The Environmental Health Trust rocked the men’s health community back on its heels this week after its latest newsletter linked erectile dysfunction to mobile phones.
Erectile dysfunction is a condition that effects 50% of men over 40 years of age, and is defined as the “inability to attain and maintain a penile erection”.
At present, the known risks from Erectile Dysfunction (ED) are diabetes mellitus, hypertension, obesity and hypercholesterolemia.
In a preliminary study published by the Central European Journal of Urology last year, medical teams in Austria and Egypt were reported to have found that the longer men carried mobile phones that were switched on, the greater the incidence of ED.
During the course of the study the teams hired twenty men who had claimed to have ED, as group A, and ten healthy males as group B. According to the teams, there were no distinguishable differences between the individuals in each group with regard to age, weight, height, testosterone levels and exposure to radiation.

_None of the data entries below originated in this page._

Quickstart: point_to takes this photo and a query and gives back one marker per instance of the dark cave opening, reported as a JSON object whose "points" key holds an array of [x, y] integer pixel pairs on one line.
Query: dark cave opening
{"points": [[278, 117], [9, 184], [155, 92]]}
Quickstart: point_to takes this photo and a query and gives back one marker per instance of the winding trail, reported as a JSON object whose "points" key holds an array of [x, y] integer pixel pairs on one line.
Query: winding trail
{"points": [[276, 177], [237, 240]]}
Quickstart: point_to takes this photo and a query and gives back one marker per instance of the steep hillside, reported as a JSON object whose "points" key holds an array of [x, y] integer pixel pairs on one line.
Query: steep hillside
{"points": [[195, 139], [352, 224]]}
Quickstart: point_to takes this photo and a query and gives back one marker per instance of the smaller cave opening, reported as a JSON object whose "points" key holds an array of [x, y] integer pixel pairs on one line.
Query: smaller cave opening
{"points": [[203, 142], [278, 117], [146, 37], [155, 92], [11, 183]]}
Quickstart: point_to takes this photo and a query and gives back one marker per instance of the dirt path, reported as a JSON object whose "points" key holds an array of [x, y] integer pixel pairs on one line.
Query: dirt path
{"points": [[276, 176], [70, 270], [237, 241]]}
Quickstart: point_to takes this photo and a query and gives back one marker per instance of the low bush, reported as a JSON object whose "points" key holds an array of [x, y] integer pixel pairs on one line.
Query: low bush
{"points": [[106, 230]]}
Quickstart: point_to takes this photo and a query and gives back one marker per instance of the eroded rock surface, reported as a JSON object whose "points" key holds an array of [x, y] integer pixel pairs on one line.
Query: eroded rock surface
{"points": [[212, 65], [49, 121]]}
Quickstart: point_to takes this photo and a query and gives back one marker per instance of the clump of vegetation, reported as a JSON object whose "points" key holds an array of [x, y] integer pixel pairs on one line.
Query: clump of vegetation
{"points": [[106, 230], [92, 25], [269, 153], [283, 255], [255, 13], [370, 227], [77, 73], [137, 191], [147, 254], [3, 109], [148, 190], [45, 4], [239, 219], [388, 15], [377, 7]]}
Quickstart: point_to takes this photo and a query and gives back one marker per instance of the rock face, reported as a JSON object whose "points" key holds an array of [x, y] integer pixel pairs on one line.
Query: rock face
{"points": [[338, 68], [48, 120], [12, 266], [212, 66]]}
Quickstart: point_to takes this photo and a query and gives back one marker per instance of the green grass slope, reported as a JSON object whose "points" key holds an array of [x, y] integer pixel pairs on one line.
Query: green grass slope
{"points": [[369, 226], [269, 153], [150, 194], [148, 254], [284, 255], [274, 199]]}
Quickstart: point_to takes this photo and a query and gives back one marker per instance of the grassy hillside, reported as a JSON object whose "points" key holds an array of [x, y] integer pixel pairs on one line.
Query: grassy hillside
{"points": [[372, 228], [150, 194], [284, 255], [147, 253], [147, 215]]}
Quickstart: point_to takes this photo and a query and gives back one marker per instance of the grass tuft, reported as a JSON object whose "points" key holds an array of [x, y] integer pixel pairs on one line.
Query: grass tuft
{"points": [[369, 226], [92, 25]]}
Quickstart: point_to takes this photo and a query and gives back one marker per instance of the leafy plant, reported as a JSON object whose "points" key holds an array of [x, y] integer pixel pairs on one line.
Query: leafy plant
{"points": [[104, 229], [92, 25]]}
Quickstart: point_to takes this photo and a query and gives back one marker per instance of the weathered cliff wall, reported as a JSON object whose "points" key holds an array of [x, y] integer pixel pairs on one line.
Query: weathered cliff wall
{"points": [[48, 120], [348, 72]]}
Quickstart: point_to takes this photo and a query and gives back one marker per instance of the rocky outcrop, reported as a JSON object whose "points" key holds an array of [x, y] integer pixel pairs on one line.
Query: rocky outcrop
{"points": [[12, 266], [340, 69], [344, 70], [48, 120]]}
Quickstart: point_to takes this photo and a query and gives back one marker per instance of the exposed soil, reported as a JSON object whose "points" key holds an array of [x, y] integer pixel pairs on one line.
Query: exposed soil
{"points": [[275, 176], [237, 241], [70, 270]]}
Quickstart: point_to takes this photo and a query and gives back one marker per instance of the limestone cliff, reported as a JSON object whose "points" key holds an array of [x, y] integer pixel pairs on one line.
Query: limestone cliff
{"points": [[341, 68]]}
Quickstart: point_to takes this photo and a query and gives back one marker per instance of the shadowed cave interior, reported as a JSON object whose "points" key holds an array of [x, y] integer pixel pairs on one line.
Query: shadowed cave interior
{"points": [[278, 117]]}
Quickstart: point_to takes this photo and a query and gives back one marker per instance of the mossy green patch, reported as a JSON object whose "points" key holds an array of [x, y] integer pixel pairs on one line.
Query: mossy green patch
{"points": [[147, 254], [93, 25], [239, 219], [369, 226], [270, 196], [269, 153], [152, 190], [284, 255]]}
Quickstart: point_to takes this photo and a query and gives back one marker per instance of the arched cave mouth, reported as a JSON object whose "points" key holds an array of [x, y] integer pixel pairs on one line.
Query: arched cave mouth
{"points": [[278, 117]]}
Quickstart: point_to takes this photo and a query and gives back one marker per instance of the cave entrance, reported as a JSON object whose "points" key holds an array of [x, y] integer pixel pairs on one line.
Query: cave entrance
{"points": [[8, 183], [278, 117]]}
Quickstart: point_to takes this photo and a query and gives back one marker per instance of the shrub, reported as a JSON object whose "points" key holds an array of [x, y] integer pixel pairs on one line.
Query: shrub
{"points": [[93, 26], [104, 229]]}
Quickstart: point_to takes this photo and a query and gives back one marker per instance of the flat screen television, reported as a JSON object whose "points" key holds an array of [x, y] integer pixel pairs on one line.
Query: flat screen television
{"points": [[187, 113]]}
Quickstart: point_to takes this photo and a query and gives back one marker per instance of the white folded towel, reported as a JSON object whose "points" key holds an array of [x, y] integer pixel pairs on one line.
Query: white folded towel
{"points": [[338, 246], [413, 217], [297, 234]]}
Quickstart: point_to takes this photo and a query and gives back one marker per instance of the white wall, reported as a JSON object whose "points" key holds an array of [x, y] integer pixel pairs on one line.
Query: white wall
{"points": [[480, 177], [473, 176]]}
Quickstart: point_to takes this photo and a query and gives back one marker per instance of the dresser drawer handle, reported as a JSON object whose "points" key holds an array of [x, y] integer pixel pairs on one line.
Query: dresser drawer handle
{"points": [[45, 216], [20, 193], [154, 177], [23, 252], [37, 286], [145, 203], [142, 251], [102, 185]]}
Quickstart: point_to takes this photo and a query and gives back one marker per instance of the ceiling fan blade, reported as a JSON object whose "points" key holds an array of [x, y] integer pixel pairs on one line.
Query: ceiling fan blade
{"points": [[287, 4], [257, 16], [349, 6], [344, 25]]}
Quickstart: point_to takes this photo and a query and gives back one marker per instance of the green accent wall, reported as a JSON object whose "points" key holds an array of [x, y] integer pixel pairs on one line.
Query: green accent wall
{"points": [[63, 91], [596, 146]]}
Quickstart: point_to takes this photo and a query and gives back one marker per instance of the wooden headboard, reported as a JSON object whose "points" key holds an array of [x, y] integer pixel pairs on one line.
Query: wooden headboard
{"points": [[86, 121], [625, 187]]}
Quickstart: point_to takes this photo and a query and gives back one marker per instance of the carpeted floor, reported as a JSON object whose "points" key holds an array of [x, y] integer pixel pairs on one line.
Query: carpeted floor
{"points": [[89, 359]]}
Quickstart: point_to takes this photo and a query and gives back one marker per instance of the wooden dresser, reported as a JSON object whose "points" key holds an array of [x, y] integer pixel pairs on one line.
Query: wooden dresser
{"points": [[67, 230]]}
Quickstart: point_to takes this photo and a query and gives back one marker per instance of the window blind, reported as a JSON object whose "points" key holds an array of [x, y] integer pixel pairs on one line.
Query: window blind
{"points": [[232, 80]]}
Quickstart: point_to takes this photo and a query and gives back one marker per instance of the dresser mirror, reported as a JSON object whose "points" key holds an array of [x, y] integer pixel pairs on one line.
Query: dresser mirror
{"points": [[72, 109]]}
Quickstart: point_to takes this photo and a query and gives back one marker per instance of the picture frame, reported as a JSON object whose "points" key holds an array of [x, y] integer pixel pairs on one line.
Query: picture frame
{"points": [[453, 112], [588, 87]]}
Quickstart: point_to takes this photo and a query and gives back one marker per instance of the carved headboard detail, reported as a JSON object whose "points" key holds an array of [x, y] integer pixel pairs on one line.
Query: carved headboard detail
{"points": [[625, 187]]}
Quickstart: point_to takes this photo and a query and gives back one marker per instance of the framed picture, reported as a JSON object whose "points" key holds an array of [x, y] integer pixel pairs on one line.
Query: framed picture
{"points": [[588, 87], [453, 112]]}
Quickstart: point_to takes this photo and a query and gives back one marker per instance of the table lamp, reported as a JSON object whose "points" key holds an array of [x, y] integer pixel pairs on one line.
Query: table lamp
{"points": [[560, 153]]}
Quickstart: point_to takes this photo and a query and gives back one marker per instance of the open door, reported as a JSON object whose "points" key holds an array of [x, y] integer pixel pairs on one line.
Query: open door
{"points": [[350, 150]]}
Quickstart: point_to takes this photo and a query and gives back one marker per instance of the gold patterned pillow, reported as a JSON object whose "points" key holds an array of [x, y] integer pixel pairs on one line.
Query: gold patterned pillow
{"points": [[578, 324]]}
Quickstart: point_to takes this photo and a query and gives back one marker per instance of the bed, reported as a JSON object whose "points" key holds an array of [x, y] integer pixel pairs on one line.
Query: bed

The results of this study showed that, on average, the men with ED had carried their phones for 4.4 hours a day, and those who were healthy had carried theirs for 1.8 hours a day.
Mobile phones have previously been directly linked to cancer in the brain and other areas where they are kept on a person.
A site called NaturalNews.com was seen claiming that the mobile phone industry would hasten to shoot down such negative results and provide something to appease the public. It took, as an example, a large-scale study into the dangers of mobile phones that was dropped at a crucial point due to protests.